Monday, March 29, 2010

Summary #10

In "Up Against Wal-Mart" Karen Olsson uses employee accounts, statistics and Wal-Mart policies to inform her readers of how crude Wal-Mart can be. She starts off with a first hand account of an ordinary employee at Wal-Mart. She lets her readers know that this woman, Jennifer Mclaughlin, is a mother who has been with Wal-Mart for three years and "earns only $16,800 a year" and she is considered "high paid". She relies on Medicaid to insure her son because of the price of Wal-Mart's insurance. Now this wouldn't be that big of a deal if this was a little company. However, as Olsson puts it "The company is the world's largest retailer, with $220 billion in sales, and the nation's largest private employer, with 3,372 stores and more than 1 million hourly workers." (344). In other words, this isn't some small company. With the unfairness of all this going on the workers started to sue the company and try to create unions to help get themselves better pay and insurance. "Workers in 27 states are suing Wal-Mart for violating wage-and-hour law..." (344). Do not think Wal-Mart is standing by while this happens.
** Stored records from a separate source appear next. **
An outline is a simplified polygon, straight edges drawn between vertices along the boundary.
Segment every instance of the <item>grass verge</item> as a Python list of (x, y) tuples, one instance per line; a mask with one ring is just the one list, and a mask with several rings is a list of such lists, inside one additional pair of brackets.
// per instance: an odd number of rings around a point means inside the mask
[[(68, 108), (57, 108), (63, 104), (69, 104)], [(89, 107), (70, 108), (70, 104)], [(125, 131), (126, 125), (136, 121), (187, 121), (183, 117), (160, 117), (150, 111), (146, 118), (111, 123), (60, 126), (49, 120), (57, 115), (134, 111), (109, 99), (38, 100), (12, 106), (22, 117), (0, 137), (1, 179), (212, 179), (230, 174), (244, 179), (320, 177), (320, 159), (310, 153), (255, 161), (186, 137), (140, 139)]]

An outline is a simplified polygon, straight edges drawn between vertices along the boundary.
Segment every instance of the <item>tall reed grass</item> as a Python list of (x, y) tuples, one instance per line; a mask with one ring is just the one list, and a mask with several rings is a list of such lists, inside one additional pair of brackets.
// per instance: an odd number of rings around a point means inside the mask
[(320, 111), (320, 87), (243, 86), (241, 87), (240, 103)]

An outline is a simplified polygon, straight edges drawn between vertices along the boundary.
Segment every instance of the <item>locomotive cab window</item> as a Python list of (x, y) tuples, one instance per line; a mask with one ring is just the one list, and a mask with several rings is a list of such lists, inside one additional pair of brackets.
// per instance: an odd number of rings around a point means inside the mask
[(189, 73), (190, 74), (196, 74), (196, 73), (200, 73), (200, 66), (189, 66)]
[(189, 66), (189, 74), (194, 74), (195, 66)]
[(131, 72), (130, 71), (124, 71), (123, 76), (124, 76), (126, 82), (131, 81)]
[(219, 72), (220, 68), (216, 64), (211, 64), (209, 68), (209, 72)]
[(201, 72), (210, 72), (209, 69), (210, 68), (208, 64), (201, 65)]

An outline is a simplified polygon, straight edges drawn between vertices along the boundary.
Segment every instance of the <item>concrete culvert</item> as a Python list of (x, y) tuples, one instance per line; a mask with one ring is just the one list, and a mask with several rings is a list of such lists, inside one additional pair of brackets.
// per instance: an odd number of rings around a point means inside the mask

To fight back against these unions Wal-Mart has laid off employees suspicious of favoring or trying to organize an union. In one incident they laid off an entire meat-cutting department after the workers voted to join the UFCW, a union that was organized. The company also "hired a consulting firm named Alpha Associates to develop a 'union avoidance program.'"(347). The retailer also is accused of being unfair between sexes. "(Wal-Mart) also faces a sex-discrimination lawsuit that accuses it of wrongly denying promotions and equal pay to 700,000 women." (344). Now why should we be worried about what is going on at Wal-Mart? Olsson answers this nicely by stating the words of Bernie Hesse, an organizer of the UFCW, "these are the jobs our kids are going to have." (354).